I recently had a conversation with a bunch of members about having the right person or the right solution in place, and when the contract runs out, the government will go back and RFP it again. In certain circumstances there's an opportunity to roll over and add another two years. When we move to things like software as a service, do you want the contract to sunset and then go back out to tender with a new RFP if that software and everything is functioning properly? Can we not just roll that in, roll it over, and go for another two years using that solution? If everybody's satisfied with that, it's the best possible outcome. Why can't we do that rather than having to go back out for a full RFP again?

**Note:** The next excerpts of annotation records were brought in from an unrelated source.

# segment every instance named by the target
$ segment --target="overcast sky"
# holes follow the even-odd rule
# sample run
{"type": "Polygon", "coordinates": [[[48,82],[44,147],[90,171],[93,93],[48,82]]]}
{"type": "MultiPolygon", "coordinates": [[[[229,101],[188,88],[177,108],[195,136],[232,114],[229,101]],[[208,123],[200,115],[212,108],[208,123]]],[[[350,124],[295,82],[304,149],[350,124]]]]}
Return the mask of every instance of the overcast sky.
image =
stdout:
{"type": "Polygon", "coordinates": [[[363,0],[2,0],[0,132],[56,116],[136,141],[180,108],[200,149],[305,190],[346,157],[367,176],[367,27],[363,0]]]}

What ends up happening nine times out of 10—but it's probably closer to 99 times out of 100—is that if I have hired an IT consultant and he's doing a great job but I have to go back out to tender on an RFP, I'm wasting my time, the government's time, and the industry's time, because I will make sure that the only possible winner for this RFP process is this guy. I will make the experience requirements so drawn out and based on his experience that I'll make it prescriptive and only he can win, and when the rest of the industry looks at it, they wonder who could possibly satisfy these requirements.
There's a balance between rolling over.... Once I do a pilot, wouldn't it be great if we could just roll right into a contract? The pilot went great and we'd like to apply this over here, but we have to go back out for a full RFP again.
There is the opportunity to be able to do it. We do a $50,000 pilot, and if the pilot goes really well, we can open that up to a $100,000 contract. You can run on that. There's an opportunity to do it. There'll be resistance to it—legal, procurement, the rule books, the policies, the regulations—but we're starting to find out that not all those rules are written in stone.